The perfect security is a combination of two types of inflation linked bonds: a capital indexed bond while investors are still working and accumulating superannuation funds then an investment in an inflation linked annuity when you hit retirement
A simple yet very effective way to build capital pre retirement is to invest in Capital Indexed Bonds (CIBs), which have a low coupon (interest) distribution but a high real yield (the yield earned in excess of inflation) and their capital value increases with inflation.
A very effective way to meet pension and reinvestment requirements in the post retirement phase is to invest in Inflation Linked Annuities (IIAs), because IIAs repay both principal and interest regularly; they have high cashflow.
By making a few realistic assumptions, best explained directly by your FIIG sales representative, we can show you how you can achieve a desired pension outcome by investing in a CIB and then selling it at the point of retirement (or buying a CIB that matures near retirement date) and investing the proceeds into the IIA. We assume you can purchase the IIA at the same real yield as what is available today.
Because the CIB and the IIA prices are both linked to inflation, the CIB will provide a (near) perfect hedge for the change in price of the IIA (that is prices of both bonds should move in a similar fashion). So, whatever changes there are to inflation they will be reflected through the Consumer Price Index. Assuming the companies remain solvent, you are protected and will receive that inflation adjusted pension!
See the link below for an actual cashflow example that will help you to understand the strategy. Our example shows only two securities for the sake of simplicity. It comprises one CIB and, upon maturity, one IIA.

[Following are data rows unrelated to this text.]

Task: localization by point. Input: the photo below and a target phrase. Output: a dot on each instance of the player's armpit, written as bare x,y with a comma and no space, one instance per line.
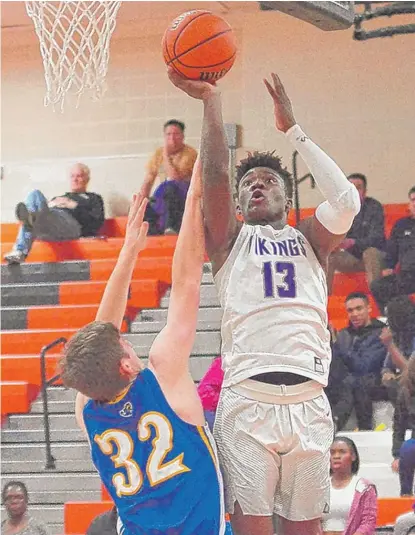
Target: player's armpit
80,403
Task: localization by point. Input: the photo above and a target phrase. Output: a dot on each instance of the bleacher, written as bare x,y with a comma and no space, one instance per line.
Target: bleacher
57,291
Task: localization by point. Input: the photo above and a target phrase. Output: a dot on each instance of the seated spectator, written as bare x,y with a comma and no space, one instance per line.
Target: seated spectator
361,250
358,358
398,339
405,524
67,217
353,500
400,251
172,164
15,499
104,524
403,450
209,389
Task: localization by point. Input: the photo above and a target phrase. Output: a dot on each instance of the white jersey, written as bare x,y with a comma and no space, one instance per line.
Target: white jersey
273,292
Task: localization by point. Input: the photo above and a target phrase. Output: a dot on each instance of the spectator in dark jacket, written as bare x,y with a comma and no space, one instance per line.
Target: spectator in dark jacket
398,339
68,217
400,252
361,250
358,357
403,450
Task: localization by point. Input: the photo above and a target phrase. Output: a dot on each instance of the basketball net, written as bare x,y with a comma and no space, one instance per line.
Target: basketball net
74,43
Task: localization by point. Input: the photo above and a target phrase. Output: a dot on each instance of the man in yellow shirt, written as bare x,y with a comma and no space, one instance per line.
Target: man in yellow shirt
172,164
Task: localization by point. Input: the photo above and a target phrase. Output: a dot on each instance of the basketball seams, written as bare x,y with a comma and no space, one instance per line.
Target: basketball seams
185,26
200,44
206,66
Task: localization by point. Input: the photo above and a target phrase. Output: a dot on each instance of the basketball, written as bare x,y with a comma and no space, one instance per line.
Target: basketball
200,46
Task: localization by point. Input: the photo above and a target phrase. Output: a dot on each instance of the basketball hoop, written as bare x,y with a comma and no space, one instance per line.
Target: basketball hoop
74,42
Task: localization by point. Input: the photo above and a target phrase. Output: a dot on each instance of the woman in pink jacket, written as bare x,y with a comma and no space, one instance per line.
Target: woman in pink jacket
209,389
353,500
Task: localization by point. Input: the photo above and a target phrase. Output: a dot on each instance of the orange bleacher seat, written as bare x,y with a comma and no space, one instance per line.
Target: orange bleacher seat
79,515
92,248
27,368
16,397
390,508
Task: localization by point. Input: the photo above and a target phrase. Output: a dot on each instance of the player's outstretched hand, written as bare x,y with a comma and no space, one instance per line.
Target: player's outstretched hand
283,111
136,231
194,88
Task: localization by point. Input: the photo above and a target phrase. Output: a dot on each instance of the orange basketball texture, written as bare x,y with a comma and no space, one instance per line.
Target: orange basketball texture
199,45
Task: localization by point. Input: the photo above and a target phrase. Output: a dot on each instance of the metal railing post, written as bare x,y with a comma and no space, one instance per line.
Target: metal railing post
50,460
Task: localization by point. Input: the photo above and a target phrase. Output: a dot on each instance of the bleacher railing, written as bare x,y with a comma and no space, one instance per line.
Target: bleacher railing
50,460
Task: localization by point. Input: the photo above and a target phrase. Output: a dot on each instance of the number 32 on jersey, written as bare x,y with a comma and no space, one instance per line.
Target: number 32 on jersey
157,471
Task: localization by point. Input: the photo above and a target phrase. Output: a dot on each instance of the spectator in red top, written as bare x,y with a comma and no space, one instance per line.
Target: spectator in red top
209,389
400,251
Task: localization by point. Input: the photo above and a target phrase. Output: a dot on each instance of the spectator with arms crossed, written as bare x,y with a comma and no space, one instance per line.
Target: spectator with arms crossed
149,440
172,164
400,252
361,250
68,217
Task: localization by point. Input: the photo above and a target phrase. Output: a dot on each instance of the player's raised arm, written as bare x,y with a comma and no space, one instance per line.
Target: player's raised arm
114,300
334,217
219,210
171,349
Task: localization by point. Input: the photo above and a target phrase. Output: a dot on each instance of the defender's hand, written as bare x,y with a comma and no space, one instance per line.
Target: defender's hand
194,88
283,112
136,231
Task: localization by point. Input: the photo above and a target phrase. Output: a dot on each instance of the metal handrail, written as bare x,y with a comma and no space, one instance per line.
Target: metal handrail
50,460
296,182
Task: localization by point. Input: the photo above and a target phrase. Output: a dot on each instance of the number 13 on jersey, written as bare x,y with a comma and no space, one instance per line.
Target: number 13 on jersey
285,289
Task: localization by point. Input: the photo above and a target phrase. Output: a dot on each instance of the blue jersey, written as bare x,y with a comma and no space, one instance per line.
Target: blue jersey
161,472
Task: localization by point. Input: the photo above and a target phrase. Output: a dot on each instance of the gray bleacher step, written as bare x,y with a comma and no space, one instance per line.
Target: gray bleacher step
36,453
13,295
60,393
35,467
206,343
54,407
58,482
208,297
153,320
27,422
48,514
13,436
76,270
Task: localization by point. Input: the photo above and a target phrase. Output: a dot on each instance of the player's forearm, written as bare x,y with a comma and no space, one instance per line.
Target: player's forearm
114,300
214,148
343,202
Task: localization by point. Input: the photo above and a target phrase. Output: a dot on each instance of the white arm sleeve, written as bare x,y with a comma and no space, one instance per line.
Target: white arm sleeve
342,198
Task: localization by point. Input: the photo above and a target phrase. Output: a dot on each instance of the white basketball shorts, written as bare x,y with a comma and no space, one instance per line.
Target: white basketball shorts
274,448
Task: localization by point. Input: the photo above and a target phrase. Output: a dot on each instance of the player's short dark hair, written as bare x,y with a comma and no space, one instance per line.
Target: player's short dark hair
175,122
18,484
91,362
353,448
359,176
265,159
357,295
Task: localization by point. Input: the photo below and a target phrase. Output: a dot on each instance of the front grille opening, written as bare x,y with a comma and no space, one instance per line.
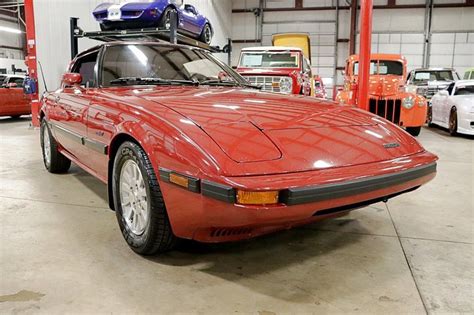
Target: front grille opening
389,109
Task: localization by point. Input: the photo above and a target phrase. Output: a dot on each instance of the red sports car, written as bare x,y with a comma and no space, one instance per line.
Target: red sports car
189,150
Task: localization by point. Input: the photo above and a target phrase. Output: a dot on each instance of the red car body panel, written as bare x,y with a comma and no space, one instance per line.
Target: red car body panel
240,138
13,102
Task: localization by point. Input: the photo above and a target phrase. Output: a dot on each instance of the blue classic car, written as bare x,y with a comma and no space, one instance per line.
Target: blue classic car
153,13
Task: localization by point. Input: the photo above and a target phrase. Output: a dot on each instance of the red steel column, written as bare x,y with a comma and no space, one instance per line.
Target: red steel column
364,53
31,57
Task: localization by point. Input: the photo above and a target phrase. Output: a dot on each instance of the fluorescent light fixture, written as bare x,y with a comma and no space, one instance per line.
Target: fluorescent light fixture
10,30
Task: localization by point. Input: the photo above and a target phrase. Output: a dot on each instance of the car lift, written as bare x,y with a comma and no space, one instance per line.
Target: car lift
148,34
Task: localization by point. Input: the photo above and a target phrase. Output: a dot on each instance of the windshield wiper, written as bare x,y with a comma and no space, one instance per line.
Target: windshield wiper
151,81
228,83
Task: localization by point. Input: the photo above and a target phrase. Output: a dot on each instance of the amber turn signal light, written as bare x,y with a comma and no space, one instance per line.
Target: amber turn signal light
179,180
257,197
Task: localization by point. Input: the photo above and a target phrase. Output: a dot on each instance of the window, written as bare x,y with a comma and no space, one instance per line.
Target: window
17,81
161,62
464,90
86,67
382,67
270,60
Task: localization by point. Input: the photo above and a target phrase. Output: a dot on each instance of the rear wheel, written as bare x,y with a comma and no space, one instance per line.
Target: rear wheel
453,122
414,131
139,204
206,34
54,161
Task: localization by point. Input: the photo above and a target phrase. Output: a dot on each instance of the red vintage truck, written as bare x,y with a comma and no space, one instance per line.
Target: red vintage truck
13,102
387,95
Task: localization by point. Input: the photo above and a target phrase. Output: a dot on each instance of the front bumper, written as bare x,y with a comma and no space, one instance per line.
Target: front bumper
305,197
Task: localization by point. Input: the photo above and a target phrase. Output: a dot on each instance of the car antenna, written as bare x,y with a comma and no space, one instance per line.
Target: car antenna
42,75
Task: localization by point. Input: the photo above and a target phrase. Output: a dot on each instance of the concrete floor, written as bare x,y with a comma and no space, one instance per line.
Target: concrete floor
61,250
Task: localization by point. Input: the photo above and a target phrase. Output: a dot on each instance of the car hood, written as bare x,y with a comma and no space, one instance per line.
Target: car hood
265,133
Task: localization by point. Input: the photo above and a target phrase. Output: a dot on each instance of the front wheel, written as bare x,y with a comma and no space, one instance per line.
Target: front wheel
453,122
206,34
54,161
414,131
139,204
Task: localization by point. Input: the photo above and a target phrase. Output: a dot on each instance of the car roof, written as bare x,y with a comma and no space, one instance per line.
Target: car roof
125,43
271,48
465,82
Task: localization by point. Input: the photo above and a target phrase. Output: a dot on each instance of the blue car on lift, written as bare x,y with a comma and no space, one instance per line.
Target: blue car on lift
145,14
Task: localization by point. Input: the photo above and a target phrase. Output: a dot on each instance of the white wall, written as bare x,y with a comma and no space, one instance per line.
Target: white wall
52,29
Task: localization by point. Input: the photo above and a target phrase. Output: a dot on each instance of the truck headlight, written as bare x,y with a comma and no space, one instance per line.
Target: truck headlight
286,85
408,102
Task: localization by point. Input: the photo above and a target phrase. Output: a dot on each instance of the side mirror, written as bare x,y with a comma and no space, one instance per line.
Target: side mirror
71,79
189,8
443,93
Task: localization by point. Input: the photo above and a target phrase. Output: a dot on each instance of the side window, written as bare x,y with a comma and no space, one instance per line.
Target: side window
86,67
17,81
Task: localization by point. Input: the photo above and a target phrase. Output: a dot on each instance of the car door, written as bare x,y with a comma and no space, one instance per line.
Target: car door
73,103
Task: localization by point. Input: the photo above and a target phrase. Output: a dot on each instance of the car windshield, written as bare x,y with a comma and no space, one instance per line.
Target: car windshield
464,90
425,76
269,60
141,64
382,67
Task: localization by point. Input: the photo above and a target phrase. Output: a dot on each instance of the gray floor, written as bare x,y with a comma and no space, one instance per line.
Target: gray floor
61,250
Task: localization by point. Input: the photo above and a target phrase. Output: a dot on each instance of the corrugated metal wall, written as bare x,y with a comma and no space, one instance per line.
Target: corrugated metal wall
52,29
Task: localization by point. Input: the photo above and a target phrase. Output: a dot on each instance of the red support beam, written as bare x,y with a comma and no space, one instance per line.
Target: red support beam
353,30
31,57
364,53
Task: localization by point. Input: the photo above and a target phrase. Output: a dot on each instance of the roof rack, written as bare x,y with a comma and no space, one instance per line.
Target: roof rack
149,34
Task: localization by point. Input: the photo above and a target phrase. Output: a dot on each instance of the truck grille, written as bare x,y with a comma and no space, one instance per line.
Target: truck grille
387,108
268,83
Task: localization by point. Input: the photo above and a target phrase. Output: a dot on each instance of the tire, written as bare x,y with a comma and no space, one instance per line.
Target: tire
206,34
414,131
54,161
453,122
139,204
165,18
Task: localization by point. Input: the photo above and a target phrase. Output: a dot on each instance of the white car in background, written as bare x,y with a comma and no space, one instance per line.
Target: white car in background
453,108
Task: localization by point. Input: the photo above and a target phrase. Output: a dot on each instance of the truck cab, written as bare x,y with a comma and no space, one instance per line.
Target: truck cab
388,97
277,69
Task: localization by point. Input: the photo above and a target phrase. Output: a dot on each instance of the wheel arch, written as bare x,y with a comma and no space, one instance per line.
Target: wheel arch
113,149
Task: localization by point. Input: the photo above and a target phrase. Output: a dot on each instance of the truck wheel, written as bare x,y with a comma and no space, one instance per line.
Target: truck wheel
206,34
414,131
453,122
54,161
139,204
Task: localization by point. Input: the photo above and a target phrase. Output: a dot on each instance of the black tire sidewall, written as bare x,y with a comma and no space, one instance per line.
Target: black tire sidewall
453,130
126,152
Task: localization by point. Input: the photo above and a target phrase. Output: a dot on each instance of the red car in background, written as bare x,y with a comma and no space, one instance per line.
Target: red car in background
13,102
189,150
276,69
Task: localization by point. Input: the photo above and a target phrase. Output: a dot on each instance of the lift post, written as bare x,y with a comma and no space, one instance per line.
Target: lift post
31,58
364,53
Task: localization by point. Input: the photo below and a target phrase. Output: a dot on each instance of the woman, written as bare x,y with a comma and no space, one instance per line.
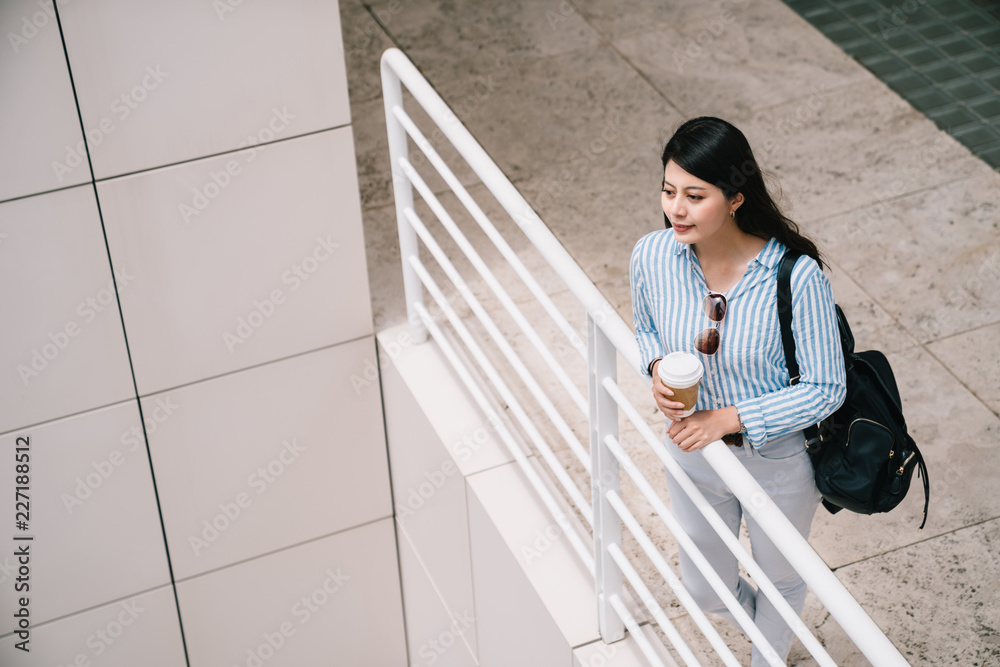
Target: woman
707,285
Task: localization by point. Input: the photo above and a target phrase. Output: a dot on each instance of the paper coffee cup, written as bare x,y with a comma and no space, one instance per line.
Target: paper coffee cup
682,372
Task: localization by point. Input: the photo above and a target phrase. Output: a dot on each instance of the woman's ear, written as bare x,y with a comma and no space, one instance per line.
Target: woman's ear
735,203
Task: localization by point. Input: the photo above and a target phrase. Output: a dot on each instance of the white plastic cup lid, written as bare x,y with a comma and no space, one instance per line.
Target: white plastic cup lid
680,369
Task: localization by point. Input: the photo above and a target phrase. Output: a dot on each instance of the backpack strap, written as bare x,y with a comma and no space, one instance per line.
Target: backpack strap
785,319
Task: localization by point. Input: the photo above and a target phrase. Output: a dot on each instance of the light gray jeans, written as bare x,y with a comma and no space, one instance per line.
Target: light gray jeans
782,467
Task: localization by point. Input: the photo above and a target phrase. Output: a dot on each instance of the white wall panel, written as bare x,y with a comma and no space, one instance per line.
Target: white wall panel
185,79
139,630
92,512
40,137
437,635
507,606
61,347
428,483
258,460
334,601
240,259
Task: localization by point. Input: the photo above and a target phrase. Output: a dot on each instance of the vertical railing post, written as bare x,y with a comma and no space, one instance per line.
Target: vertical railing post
602,363
402,190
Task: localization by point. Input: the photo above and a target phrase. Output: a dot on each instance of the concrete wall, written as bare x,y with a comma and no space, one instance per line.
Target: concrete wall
187,344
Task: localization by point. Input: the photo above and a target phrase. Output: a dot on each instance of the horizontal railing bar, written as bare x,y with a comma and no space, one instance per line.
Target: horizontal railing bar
635,631
514,203
651,604
685,542
683,596
851,616
529,380
536,482
725,534
515,407
491,231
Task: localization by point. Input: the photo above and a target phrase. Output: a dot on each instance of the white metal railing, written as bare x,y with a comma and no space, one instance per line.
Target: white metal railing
607,338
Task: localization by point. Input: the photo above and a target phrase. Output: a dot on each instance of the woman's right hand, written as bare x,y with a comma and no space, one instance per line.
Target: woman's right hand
674,410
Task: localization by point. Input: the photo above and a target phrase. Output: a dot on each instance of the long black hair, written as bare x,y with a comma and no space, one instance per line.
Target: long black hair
717,152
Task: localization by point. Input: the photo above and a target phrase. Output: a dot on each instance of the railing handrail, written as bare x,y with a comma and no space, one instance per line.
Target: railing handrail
582,287
396,67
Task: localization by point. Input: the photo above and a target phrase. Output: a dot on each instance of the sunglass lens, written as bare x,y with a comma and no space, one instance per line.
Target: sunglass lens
715,307
707,342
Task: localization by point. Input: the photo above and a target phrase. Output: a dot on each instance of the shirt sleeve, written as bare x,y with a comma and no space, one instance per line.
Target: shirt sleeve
643,320
822,387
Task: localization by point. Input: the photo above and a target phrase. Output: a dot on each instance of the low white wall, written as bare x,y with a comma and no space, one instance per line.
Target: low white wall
488,578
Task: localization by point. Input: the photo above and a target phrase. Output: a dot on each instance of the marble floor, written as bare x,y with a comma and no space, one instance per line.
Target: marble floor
573,99
939,55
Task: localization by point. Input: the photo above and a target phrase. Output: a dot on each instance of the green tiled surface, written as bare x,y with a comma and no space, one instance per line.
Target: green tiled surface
943,56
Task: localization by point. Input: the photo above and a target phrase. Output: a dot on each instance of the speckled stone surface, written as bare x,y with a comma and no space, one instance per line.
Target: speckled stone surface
573,99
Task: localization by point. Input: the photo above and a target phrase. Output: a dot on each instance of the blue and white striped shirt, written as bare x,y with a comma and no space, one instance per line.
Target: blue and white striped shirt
749,369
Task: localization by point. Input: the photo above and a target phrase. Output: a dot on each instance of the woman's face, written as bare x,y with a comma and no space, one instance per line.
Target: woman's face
696,209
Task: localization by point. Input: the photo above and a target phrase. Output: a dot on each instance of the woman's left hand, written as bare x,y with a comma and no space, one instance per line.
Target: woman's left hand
703,427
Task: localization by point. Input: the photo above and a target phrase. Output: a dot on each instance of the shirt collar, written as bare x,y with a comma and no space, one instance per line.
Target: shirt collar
769,256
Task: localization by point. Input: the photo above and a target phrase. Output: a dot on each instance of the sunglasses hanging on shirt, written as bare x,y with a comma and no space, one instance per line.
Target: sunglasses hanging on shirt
714,305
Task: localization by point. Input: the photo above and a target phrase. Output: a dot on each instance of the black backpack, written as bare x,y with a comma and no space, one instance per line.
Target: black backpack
863,456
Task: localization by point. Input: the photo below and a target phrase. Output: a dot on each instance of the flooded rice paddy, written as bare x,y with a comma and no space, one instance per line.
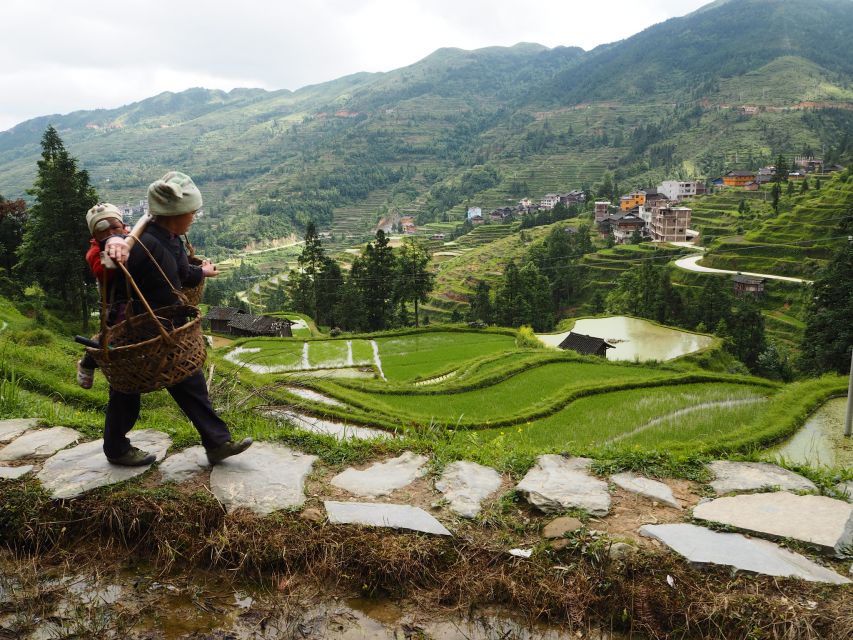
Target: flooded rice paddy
820,442
634,339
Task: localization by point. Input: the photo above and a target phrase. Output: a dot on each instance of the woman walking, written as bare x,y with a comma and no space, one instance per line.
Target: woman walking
172,201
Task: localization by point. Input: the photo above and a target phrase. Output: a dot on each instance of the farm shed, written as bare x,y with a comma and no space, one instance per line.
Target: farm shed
586,345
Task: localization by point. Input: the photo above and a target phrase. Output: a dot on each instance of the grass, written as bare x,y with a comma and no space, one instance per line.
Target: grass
596,420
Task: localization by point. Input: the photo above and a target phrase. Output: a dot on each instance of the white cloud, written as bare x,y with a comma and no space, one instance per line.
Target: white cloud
58,56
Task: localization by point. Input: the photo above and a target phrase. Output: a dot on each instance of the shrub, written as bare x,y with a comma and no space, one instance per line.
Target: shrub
32,337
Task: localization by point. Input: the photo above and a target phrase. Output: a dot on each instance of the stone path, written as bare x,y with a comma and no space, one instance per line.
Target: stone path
466,484
271,477
751,476
11,429
556,483
698,544
382,478
72,472
813,519
39,443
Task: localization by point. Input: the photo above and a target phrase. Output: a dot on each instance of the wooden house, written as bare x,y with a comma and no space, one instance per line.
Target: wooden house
748,285
586,345
218,318
738,178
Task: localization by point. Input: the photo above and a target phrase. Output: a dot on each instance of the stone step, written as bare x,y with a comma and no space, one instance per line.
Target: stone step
701,545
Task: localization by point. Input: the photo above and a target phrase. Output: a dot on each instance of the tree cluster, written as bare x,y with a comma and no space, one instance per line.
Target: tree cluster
374,295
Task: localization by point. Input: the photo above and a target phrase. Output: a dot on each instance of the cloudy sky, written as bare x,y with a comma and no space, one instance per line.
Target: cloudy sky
58,56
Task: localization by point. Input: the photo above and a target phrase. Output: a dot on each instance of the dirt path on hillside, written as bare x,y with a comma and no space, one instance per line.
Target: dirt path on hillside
690,263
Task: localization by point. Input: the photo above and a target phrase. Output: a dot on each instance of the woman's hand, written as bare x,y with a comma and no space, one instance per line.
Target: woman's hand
209,269
117,249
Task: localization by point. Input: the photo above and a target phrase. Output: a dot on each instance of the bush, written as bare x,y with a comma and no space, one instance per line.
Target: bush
32,337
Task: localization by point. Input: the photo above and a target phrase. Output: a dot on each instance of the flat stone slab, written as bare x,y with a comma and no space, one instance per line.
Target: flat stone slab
13,473
339,430
381,478
466,484
11,429
183,465
699,544
39,443
556,483
558,527
751,476
263,479
652,489
845,489
393,516
814,519
74,471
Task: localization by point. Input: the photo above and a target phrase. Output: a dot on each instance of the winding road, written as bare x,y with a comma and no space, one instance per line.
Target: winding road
689,264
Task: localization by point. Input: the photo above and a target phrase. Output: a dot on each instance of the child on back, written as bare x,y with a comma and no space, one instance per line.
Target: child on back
107,228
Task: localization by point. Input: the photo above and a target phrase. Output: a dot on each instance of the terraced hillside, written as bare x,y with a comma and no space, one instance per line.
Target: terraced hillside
798,240
480,385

Example investor and investment requirement:
- Investor is currently aged 57 and has an intended retirement age of 65
- Estimates that if they were to retire today they would require an income of $64,000p.a. ($16,000 per quarter) indexed to grow with inflation
- Given a CPI assumption of 2.61% per annum (average CPI since 1992), our investor will need approximately $79,000p.a. income from 2020, if that is when they wish to retire
Let’s round that number up to $80,000 p.a. or $20,000 per quarter, again, indexed to grow with inflation. We will revert to a 2.50% assumption for the rest of the analysis (middle of the RBA target range).
Example investment strategy to meet investment requirement:
Question: Given current asset prices, how much capital does this investor need to invest NOW, to achieve the $80,000 cashflow in eight years’ time?
While the answer is dependent on life expectancy, let’s say our investor lives to 80, chosen because the 15 year IIA, that will be invested in, in 8 years’ time, is the longest available IIA currently issued in the Australian market place.
Answer to the question: Given the assumption of CPI at 2.50% (and a few other assumptions) the answer is $566,850.
An investment of $566,850 will buy $460,000 Notional Face Value (FV) Sydney Airport 2020 CIBs, at a real yield of 4.00% (total yield of 6.50% with CPI estimated at 2.50%). This FV is currently index to an adjusted FV of $580,360 which will have a maturing estimated value on 20/11/2020 of $704,000. Additionally, if the coupons that are paid by this bond are reinvested at the assumed reinvestment rate of the current bank bill rate as derived from the interest rate swap curve, they will compound to a value of $199,500 on 20/11/2020.
The subsequent total value of assets held at the completion of the capital accumulation phase, pre the commencement of the pension phase, is $903,500.
This amount will buy $960,660 Notional FV of the JEM Southbank June 2035 IIA at a real yield of 3.80% (total yield of 6.30% with CPI at 2.50%), providing the investor with 15 years of quarterly payments of $20,000 each, indexed to CPI.
Importantly, it does not matter what inflation is, as the investments will appreciate in line with inflation, thus providing the required $64,000 pension (original requirement in today’s terms).
Note that the figures in the model were prepared before the coupon payment was due). Also note that these figures do not consider taxation.
The combined strategy of buying a CIB now, then at maturity or point of retirement buying an IIA protects your capital against inflation and provides a steady income in retirement.